The $41.9 million grant will facilitate the building of six heavy-duty hydrogen stations under the HYLA brand, a joint initiative by Nikola and Voltera. These stations, set to be located near major freight corridors in Southern California, are expected to open as early as late this year.

The funding announcement comes as a significant boost for Nikola, which has been actively seeking capital to support its zero-emission truck business. In recent months, the company has implemented cost-cutting measures and is planning to raise additional funds through share issuance.
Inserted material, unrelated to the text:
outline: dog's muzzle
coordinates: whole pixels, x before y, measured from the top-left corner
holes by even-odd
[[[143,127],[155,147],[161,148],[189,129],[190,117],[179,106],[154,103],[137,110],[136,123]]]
The grant will help expedite the deployment of hydrogen refueling infrastructure, which is crucial for Nikola’s upcoming launch of hydrogen fuel cell electric trucks in July, according to Carey Mendes, President of Nikola Energy.

The California grant will cover approximately half of the total construction cost for the six stations, while Nikola and Voltera will contribute to the remaining portion. These stations are designed to refuel up to 100 trucks per day, with the first ones expected to open later this year and early in 2024. Nikola aims to establish a network of 50 HYLA stations in collaboration with Voltera by 2028.

Nikola’s battery-powered Tre trucks, already in production, offer a range of around 300 miles per charge. The hydrogen fuel cell version, on the other hand, will have an extended range of approximately 500 miles per fueling. Nikola, along with industry giants such as Daimler, Volvo, Toyota, and Hyundai, views hydrogen as a promising alternative to battery-powered electric trucks due to its lighter weight and faster refueling capabilities.

Currently, there is a lack of public hydrogen fueling stations in the United States capable of accommodating semi-trucks. However, California already has over 50 hydrogen stations catering to passenger vehicles like the Toyota Mirai and Hyundai NEXO.